Las exigencias de la NASA al gobierno de Washington de un presupuesto suficiente se fundamentan en las bondades de la conquista espacial, o lo que es lo mismo, en el dominio de nuevos mundos, un plan que se adscribe de lleno en el género narrativo que nos ocupa; por supuesto, hay quienes pueden replicarnos diciendo que lo que persiguen los científicos de la NASA no es construir una fantasía con la que seguir recibiendo dinero de las arcas públicas –millones y millones de dólares que a veces acaban en el cubo de la basura–, sino encontrar nuevos territorios inexplorados por el hombre, pues de lo contrario estaríamos inmersos en una estrechez de miras fabulosa, propia de un cateto de pueblo que mira a las estrellas encogido de hombros. Nadie niega, por cierto, la importancia y significación científica del progreso y los avances tecnológicos que llevan a cabo tantos hombres de ciencia respetables, pero lo que parece evidente es que, muchas veces, el presupuesto asignado se otorga sobre una base más fantástica de lo que se pudiera pensar en principio, pues no se apela tanto al dominio de espacios cognoscibles, sino a áreas casi imposibles con la propia tecnología usada; y es que la NASA no solo busca fósiles de marcianos en el interior de alguna roca rojiza, sino galaxias vivas, civilizaciones ocultas detrás de alguna nebulosa. Si sumamos a esto el hecho de que muchos de los estudios que se patentan en EEUU vienen construidos por la ideología positivista de universos que nacen de explosiones inesperadas, dimensiones novedosas y agujeros de gusano, vemos que la base, el entramado del «progreso» tecnológico, se fundamenta hoy en anhelos puramente fantasiosos, cuando no metafísicos, lo que no impide, por cierto, que puedan descubrirse (como de hecho, se descubren) nuevos planetas, nuevas formaciones de galaxias, &c.

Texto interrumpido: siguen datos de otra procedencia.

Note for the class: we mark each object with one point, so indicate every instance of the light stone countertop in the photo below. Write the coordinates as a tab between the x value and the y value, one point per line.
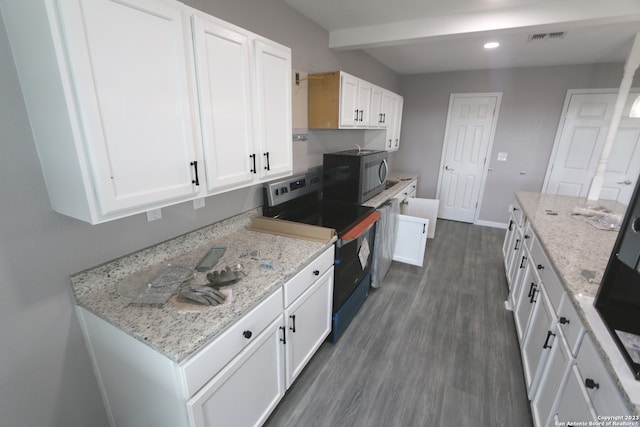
574	246
179	329
404	179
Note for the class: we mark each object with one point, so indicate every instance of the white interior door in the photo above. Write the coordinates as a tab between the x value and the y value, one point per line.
579	143
469	134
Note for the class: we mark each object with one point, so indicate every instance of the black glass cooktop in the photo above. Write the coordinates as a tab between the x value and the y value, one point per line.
339	216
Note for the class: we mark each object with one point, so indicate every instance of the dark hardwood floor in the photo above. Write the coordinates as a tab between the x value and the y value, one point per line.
434	346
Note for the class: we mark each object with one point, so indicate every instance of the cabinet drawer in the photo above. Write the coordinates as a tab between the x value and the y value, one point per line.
601	388
553	286
570	323
309	274
205	364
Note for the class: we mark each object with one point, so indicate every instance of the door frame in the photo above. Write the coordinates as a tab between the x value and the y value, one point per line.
563	119
485	173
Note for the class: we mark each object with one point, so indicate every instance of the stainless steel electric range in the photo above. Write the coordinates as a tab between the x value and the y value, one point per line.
298	199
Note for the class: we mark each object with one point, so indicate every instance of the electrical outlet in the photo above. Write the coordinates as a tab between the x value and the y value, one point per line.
154	214
198	203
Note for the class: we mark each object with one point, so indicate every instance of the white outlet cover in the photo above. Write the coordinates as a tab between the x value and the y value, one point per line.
154	214
198	203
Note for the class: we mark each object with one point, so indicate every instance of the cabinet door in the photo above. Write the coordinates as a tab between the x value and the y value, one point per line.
247	390
273	70
411	240
364	103
552	382
349	108
133	92
573	403
540	338
224	75
376	115
308	322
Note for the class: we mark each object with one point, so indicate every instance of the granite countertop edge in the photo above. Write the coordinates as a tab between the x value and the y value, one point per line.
179	330
543	211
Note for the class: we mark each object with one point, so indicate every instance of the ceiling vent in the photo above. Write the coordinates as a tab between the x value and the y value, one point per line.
538	37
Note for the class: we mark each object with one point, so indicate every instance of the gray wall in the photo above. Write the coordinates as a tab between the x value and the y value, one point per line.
532	101
45	374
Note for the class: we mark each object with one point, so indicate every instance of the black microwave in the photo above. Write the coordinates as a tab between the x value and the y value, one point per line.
353	176
618	298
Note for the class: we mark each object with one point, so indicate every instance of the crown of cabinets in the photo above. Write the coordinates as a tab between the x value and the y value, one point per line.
338	100
140	104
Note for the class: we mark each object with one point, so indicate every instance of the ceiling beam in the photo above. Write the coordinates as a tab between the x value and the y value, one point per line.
561	14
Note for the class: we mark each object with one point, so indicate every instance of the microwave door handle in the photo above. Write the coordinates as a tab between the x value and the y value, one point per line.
382	172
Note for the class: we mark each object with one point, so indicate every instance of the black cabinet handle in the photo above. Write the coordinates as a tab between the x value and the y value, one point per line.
268	167
253	157
195	166
589	383
532	292
546	342
293	318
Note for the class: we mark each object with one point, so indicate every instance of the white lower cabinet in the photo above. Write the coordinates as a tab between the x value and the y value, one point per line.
235	380
308	322
411	240
566	378
573	403
246	391
539	338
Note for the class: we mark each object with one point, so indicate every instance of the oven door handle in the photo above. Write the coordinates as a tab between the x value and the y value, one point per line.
359	229
383	171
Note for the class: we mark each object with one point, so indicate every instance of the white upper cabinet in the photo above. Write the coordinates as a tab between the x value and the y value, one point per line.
110	88
224	74
244	90
114	126
273	70
355	101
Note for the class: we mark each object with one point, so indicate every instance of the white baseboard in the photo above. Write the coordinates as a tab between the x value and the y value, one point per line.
492	224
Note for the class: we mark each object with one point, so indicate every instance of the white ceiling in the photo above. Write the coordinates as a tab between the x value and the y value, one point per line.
423	36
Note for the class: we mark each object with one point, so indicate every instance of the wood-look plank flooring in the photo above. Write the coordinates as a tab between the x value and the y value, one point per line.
433	346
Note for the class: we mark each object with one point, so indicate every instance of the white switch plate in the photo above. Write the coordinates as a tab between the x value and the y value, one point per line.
154	214
198	203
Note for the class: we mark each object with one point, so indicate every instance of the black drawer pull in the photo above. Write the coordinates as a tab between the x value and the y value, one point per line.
195	166
293	327
546	342
589	383
532	292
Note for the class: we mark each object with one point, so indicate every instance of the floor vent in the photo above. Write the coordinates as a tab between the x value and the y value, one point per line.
546	36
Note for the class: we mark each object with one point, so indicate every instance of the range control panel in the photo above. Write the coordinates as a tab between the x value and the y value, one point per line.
282	191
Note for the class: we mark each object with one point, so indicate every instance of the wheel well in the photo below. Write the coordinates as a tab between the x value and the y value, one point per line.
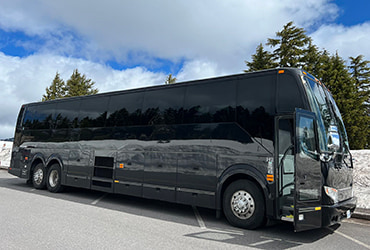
52	162
236	177
34	164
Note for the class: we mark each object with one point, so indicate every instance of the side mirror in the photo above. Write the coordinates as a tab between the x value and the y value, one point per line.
333	139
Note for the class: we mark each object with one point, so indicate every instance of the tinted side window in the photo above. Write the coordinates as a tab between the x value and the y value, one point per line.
67	114
288	94
125	110
163	106
93	112
256	105
39	116
210	102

Es decir, que haya una excusa formal sobre trazados pertenecientes al género narrativo ficticio (agujeros negros, tripulantes que caen a otra dimensión, alguna civilización perdida) no obsta para que, a partir de estos presupuestos, puedan llevarse cabo descubrimientos de relevancia en el campo de la astrofísica. Si a este asunto sumamos, finalmente, el que las mencionadas ayudas por la «conquista del espacio» se articulan sobre la proyección imaginaria de nuevos mundos posibles, y lo unimos, asimismo, –como ya dejó bien claro Gustavo Bueno en su obra La vuelta a la caverna– con las investigaciones científicas desarrolladas para el aparato de defensa del imperio entorno a la bomba atómica (pues las bombas nucleares, como otras bombas de destrucción masiva de nuevo implante, no se siguen teniendo, según parece, como arma disuasoria contra otra superpotencia, sino como «respuesta» hipotética contra invasores del espacio), llegamos a la definitiva conclusión de que, sea por activa o pasiva, desde un plano de «amor por el descubrimiento» o en base al imperio realmente existente, la ciencia-ficción se ha apoderado de las ideas de tantos y tantos políticos, científicos, militares y, en general, demás ciudadanos que la asimilan creyendo, por otra parte, estar convencidos de la consistencia de sus credos galácticos. Alejados ya de la confrontación de dos superpotencias que abriesen una nueva guerra fría, el alien es, por así decirlo, la mejor excusa para el desarrollo de la técnica destructora absoluta, pues solo una bomba atómica puede protegernos de la tecnología superior de nuestros «visitantes». Por cierto, el plan de la administración Reagan de construir un fabuloso dispositivo tecnológico increíblemente desarrollado con el fin de poder interceptar misiles soviéticos, se conoció, popularmente, como «la guerra de las galaxias». Es decir, las relaciones de la energía atómica como base de la destrucción masiva y la visión popular de los cuentos galácticos no han parado de acentuarse nunca.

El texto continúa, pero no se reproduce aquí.